When I was a kid it was my family’s tradition to give up something for Lent. This 40-day sacrifice, I learned in my weekly catechism class, was a gesture intended to emulate the 40-day fast Jesus endured and the temptations he overcame during his time in the wilderness.
I had complicated feelings about this Lenten practice of giving something up. On one hand, the overachiever in me eagerly embraced the challenge, optimistic at the start of each Lent that this would surely be the year I triumphed over temptation.
On the other hand, I typically awoke on Ash Wednesday morning with a pit in my stomach, knowing that in addition to surviving my mother’s desiccated scrod for supper on six consecutive Fridays, I was also staring down six long weeks without chocolate. Aside from the one wildly ambitious year I vowed to give up desserts altogether, chocolate was my annual Lenten sacrifice.
Despite my good intentions, I never completed the full 40 days without cheating. Some years I stayed strong for two or three weeks with nary a nibble. Other years my resolve crumbled within days like a stale Oreo, the lingering taste of chocolate in my mouth a palpable reminder of my weakness.
Finally one year, disappointed and frustrated by my persistent inability to resist the siren songs of Hershey, Tollhouse and Breyers, I abandoned my Lenten efforts entirely. Giving up chocolate for the six weeks of Lent was silly, I determined – a meaningless, fruitless practice.
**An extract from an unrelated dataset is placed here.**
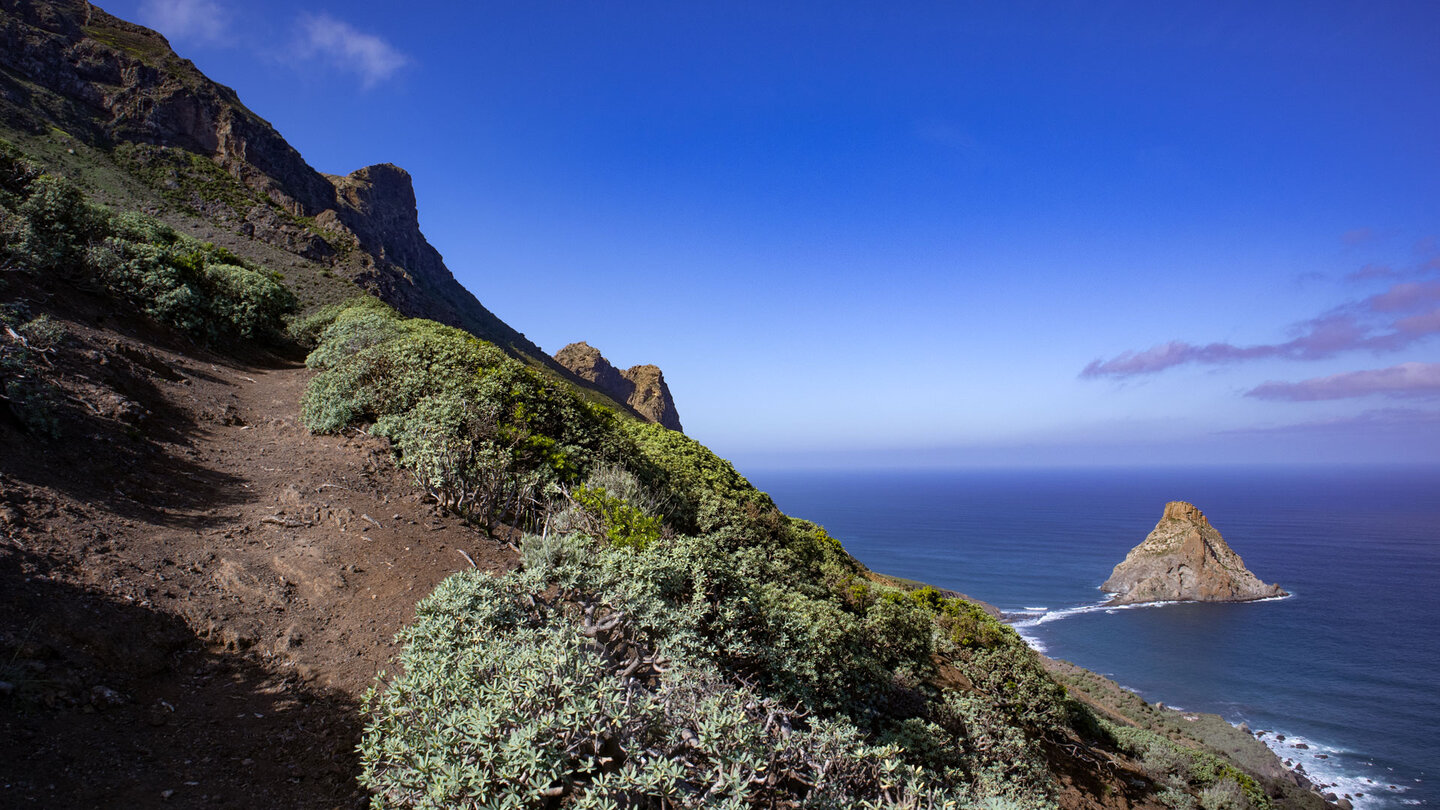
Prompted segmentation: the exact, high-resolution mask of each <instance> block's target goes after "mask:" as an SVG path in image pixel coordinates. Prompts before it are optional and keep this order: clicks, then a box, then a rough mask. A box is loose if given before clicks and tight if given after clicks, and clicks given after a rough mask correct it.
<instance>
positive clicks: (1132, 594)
mask: <svg viewBox="0 0 1440 810" xmlns="http://www.w3.org/2000/svg"><path fill="white" fill-rule="evenodd" d="M1100 587H1102V588H1104V591H1107V592H1112V594H1115V597H1113V598H1112V600H1110V602H1109V604H1136V602H1159V601H1208V602H1243V601H1251V600H1264V598H1270V597H1283V595H1286V592H1284V591H1283V589H1280V587H1279V585H1266V584H1264V582H1261V581H1260V579H1259V578H1257V577H1256V575H1254V574H1251V572H1250V569H1247V568H1246V564H1244V561H1241V559H1240V555H1238V553H1236V552H1234V549H1231V548H1230V545H1228V543H1225V539H1224V538H1221V536H1220V532H1218V530H1215V528H1214V526H1211V525H1210V520H1208V519H1207V517H1205V515H1204V513H1202V512H1201V510H1200V509H1197V507H1195V504H1192V503H1187V502H1182V500H1175V502H1171V503H1166V504H1165V510H1164V513H1162V515H1161V520H1159V523H1156V525H1155V529H1153V530H1152V532H1151V533H1149V535H1148V536H1146V538H1145V540H1143V542H1140V545H1138V546H1135V548H1133V549H1130V553H1128V555H1125V561H1123V562H1120V564H1119V565H1116V566H1115V571H1113V572H1112V574H1110V578H1109V579H1106V581H1104V584H1103V585H1100Z"/></svg>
Turns out I’d missed something important during all those years of zealously trying to prove my worthiness to God by resisting temptation. Fasting, I’ve since come to understand, is more about addition than subtraction. In other words, giving something up – particularly something that occupies a lot of mental or emotional space in our lives – can help us make more space for God.
Last Wednesday, my forehead marked with an ashy cross, I began a six-week fast from my temptation of choice these days: social media.
The truth is, I spend a lot of my free time on social media.
My index finger swipes image after image on Instagram as I wait, my car engine idling, for the middle school dismissal bell.
I scroll Facebook and Twitter in the check-out line at the grocery store, while I wait for the dental hygienist to call my name, as I linger at the stove for the pasta water to boil.
Often I find myself only half listening to my kids or my husband, murmuring “Hmmm,” and “Huh” in response to their statements or questions, my eyes fixed on the small screen in my palm.
Even more than my time, though, social media also occupies a lot of my mental and emotional space. I craft clever retorts in my mind in response to snarky Facebook commenters. I dwell on the number of followers this or that author has on Instagram. Spending time on social media often leaves me feeling envious, empty and anxious.
It was time, I knew, for some space.
In some ways, returning to the practice of giving up something for Lent has brought me full-circle from the chocolate fasts of my childhood. Now, though, I understand that abstention is a valuable discipline, not because it proves my worth to God, but because I know God will meet me with grace and love in the space that opens.
The practice of fasting, it turns out, is not only about what we turn away from, it’s also about who we turn toward.